HCA’s immunization requirements for interpreters were developed in consultation with major healthcare systems in Washington, with input from our union to ensure that standard guidelines would be provided and that the statewide coordinating entity (currently Universal Language Services), would have a clear process for implementation.
Once the immunization requirements for interpreters were standardized and agreed upon between the major healthcare systems in Washington State and the HCA, the statewide coordinating entity (back then CTS LanguageLink) implemented an immunization tracking system to assure all providers that HCA Medicaid interpreters meet immunization standards. This has resulted in more appointments for medical interpreters covered by our union contract!
Remember: any expenditure for the immunizations and tests required to work at HCA Medicaid appointments are business expenses and may be deducted as such when you file your taxes. Please consult your tax accountant for your particular tax case.
Are immunizations required under our union contract?
The immunization policy itself is not covered by our union contract. However, Interpreters United wishes to support our union members through the process of obtaining and submitting proof of immunization status. Part of the value of union membership is having access to information about different kinds of changes that affect union members, and having the support of your fellow members during such changes. For questions, please send email to local1671[at]gmail.com.
What if I object to being vaccinated?
HCA's goal has been to identify a policy that is in the best interest of the public health, supports its Medicaid provider’s responsibility to provide safe environments, and protects its Washington Apple Health (Medicaid) and medically fragile populations. HCA also understands and appreciates a private citizen’s right to make an informed consent to treatment and private business' right to choose to accept work.
For interpreters that cannot get the flu shot due to medical reasons, the interpreter may provide written documentation from their medical provider and an attestation. This is a matter between the statewide coordinating entity and their subcontractor, the interpreter. If the statewide coordinating entity agrees to accommodate its subcontractor in some way, they can propose to HCA alternatives that continue to meet the intent of HCA’s contract requirements.
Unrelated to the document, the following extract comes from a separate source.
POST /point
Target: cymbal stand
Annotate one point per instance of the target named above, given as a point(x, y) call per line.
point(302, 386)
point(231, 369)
Please visit http://www.cdc.gov/flu/healthcareworkers.htm for additional information.
The HCA requirement only applies to HCA Medicaid appointments.
Who is considered an “employee” for the purposes of TB screening?
According to CDC guidelines, persons who are part-time, temporary, contract, and full-time should be included in the TB screening program. Certain types of facilities have state laws that may define who is considered an employee and/or who is required to have a TB test. Always refer to the applicable state law or consult the state surveyor assigned to your facility if applicable, otherwise, follow the above mentioned CDC guidelines. For TB regulations and employers' responsibilities, please visit Washington State's Department of Health webpage.
Why are immunizations recommended for medical interpreters?
According to the Center for Disease Control (CDC), Healthcare workers (HCWs) are at risk for exposure to serious, and sometimes deadly, diseases. If you work directly with patients or handle material that could spread infection, you should get appropriate vaccines to reduce the chance that you will get or spread vaccine-preventable diseases. In addition, the Washington State Department of Health has a very informative website.